Two obvious reasons:

1. nil is not that so special. You'd probably want to do the same for other values, making the language more complicated than needed:

func foo() -> Int = 42 {
    ...
}

2. The feature would make it too easy to forget to return what you need to return, as compiler would "help" you forgetting it:

func stringToInt(_ string: String) -> Int? {
    ...
    // ok?! should have been `return Int(string)`
    // there was no error or warning.
}

I thought this was going away. I need to update myself on this.

Regardless, as much as I sometimes want this feature, I am hesitant to eliding more Swift especially when it comes to code flow.

I do believe it isn’t active harm either way. And I do believe such a feature could be easy to explain to new programmers.

If implicit nil for variables go away, I would even more against this proposal.

Another way to write the example is:

var roleAndCompany: String? {
    switch (role, company) {
    case let (role?, company?):
        "\(role) @ \(company)"
    case let (role?, nil):
        role
    case let (nil, company?):
        "@ \(company)"
    default:
        nil
    }
}

For consistency it would need to be permitted to omit the default: case. But Swift doesn't allow that for good reason - forgetting cases, or simply forgetting to finish a method implementation, are common programmer errors.

Omitting the return keyword is different, since doing so introduces no ambiguity w.r.t. the code's meaning and is much less likely to permit a typo.

So I tend to think implicit return values are not wise.

Please no. "Implicit" code make things harder to read and understand.

Also, a better way to write the example computed property is with a switch, that would require (for good reason) exhaustive case checking, so a nil would still be needed, even without return in Swift 5.9.

-1

This would open doors to accidentally write unintended behavior and even silence diagnostics.

Strong negative for this.
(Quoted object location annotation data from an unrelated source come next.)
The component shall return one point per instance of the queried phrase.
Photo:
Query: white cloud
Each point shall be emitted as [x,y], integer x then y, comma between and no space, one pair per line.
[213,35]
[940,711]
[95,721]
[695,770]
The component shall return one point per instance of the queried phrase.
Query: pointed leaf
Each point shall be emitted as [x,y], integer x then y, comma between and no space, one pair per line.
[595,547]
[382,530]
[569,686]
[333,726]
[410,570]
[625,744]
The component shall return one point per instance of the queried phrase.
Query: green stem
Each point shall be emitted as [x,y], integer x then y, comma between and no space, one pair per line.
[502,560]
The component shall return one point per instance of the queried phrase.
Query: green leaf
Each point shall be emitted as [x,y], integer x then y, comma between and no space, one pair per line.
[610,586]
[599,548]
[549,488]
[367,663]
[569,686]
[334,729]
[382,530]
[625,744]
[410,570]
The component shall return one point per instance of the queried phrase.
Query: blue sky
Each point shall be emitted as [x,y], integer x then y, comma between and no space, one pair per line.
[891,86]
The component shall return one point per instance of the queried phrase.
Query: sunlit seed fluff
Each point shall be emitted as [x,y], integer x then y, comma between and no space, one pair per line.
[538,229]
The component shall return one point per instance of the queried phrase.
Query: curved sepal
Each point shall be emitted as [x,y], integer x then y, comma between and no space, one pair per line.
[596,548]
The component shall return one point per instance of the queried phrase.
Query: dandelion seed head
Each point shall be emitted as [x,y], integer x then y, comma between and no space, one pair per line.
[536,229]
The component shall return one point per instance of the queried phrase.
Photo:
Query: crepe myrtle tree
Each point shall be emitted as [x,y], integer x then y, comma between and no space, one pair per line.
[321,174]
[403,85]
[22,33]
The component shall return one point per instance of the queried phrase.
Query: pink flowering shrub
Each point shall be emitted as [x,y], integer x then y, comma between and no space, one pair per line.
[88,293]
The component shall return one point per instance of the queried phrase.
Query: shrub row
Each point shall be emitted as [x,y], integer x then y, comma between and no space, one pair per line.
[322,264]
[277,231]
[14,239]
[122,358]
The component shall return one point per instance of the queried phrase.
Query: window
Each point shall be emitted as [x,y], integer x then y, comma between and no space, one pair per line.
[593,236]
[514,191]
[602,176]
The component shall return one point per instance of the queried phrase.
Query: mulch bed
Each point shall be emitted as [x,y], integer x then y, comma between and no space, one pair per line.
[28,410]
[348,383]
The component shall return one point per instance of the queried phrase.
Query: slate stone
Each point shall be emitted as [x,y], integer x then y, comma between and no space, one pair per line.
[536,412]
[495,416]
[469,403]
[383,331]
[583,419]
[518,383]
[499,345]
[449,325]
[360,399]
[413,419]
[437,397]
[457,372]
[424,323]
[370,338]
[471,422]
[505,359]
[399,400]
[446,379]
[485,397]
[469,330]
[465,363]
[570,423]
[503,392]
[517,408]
Swifts "explicitness" is one of its core feature. Implicit control flow is chaos because it makes it harder to reason about the code itself. You simply can "forget" this function returns nil as a default value when debugging

This would align with how optionals work in Swift. For instance, if you declare an optional property and never assign any value to it, its default value is nil.

That's not quite true. Optionals are initialized with value of nil for the same reason Int is initialized with 0. So it would not be initialized "garbage", for safety.

This feature is present in Python, Ruby, Javascript, Lua and few other languages.

And in all of those languages control flow is a mess, especially in python and ruby

My proposal is only related to Closures with optional return value, your first example does not have optional return type.

Optional are kind of special since optional properties do have implicit value of nil set upon declaration.

I wouldn't mind at all getting nil instead of compile error in your second example.

Since you provided empty block, you would get what you write, my professor used to say: programming language won't read your mind :-)

I'm not sure what are you referring to, but yeah implicit nil value for optional properties is why I would like this idea implemented in first place. And yes, I do use this feature in other languages, and I do find it useful and logical.

My proposals is only about Closures (blocks) with optional return, omitting switch default case is cool idea, but its not within the scope of this proposal

To be honest I find this feature less evil in this regard than implicit return for one-liners. I think there were many more compromises needed to add such a language feature, and as well I understand all of the benefits.

Optional properties already have implicit default value of nil, I don't find it any more confusing if Closures with optional return type had implicit return nil.

How? Implicit return for one liners is definitely a much simpler concept that an implicit return in a complex conditional structure.

Only if they are var, and even that is not great, in fact you can opt out of the thing entirely by specifying, for example, Optional<Int> instead of Int?.

Also, I fail to see the relationship between complicating and obscuring control flow with implicit returns, and the fact that var optionals are initialized with a default nil value.

Not commenting on the main idea but on the return type from if statements as expressions.

 // `else { nil }` can be implicit
let optional: T? = if let t { t } else if let otherT { otherT }

That's something the VerseLang has.

It would cover the example from the motivation at least:

var roleAndCompany: String? {
  if let role, let company {
    "\(role) @ \(company)"
  } else if let role {
    role
  } else if let company {
    "@ \(company)"
  }
}

That doesn't compile... (and I don't think it should).

This is better:

var roleAndCompany: String? {
    ...
    else {
        return // meaning the same as `return nil`
    }
}

Similar to how "return ()" is equivalent to "return" in Void functions.
Still -1 from me even in this form.

I didn't say it should compile. If you have a non exhaustive if expression, it's natural to implicitly transform its return type into an optional.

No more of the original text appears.